# USE-Flags zu unstable-Paketen nutzen

## Schinkencroissant

Hallo,

wahrscheinlich mal wieder eine eher seichtere Frage, aber weder google noch die emerge-man-page wollten mir weiterhelfen. Kann natürlich sein, dass ich nur nach den falschen Begriffen gesucht habe, aber vielleicht kann mir ja auch einfach jemand sagen, was ich tun muss.

Ein kleines Problem, dass sich hartnäckig in meinem Gentoo hält, ich habe nicht alle Codecs, die ich benötige, zum Beispiel kann ich die Tagesschau in 100 Sekunden nicht kucken, bekomme nur eine Sekunde Bild, keinen Ton und dann hängt alles.

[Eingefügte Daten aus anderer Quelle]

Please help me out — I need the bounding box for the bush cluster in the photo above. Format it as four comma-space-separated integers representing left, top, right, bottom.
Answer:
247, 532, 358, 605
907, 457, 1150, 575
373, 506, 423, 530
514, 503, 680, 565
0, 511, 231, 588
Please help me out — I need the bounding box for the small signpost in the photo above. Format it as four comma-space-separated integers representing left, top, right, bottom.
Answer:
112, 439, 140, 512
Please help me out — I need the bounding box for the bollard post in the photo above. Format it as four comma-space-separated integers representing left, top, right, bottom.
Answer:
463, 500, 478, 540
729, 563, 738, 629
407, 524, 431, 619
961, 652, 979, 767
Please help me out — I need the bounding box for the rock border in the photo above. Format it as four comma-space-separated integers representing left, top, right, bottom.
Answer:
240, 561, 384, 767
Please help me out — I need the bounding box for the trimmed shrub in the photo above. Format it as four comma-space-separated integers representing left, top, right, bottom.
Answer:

Ich glaube eigentlich, dass es mit den win32codecs zu tun hat, also habe ich diese mal (für mein 64 bit System) auf testing gesetzt und in der package.use die xine-lib mit dem win32codecs-USE-Flag eingetragen, wenn ich jetzt xine-lib mit Unterstützung für diese Codecs neu bauen will, bleibt das Flag aber inaktiv (wird bei einem Aufruf von emerge in Klammern und mit einem "-" davor angezeigt und win32codecs sollen nicht mit gebaut werden).

Woran liegt das denn? Muss ich emerge irgendwie extra mitteilen, dass es das USE-Flag benutzen darf, das auf ein testing-Paket zeigt?

Vielen Dank und viele Grüße,

Schinkencroissant

----------

## schachti

Das Flag ist auf AMD64 einfach nicht erlaubt, das ist es, was die Klammern bedeuten - es wird in /usr/portage/profiles/base/use.mask für alle Profile maskiert (also verboten) und dann für einige ausgewählte Profile (zum Beispiel in der Datei /usr/portage/profiles/arch/x86/use.mask) wieder erlaubt.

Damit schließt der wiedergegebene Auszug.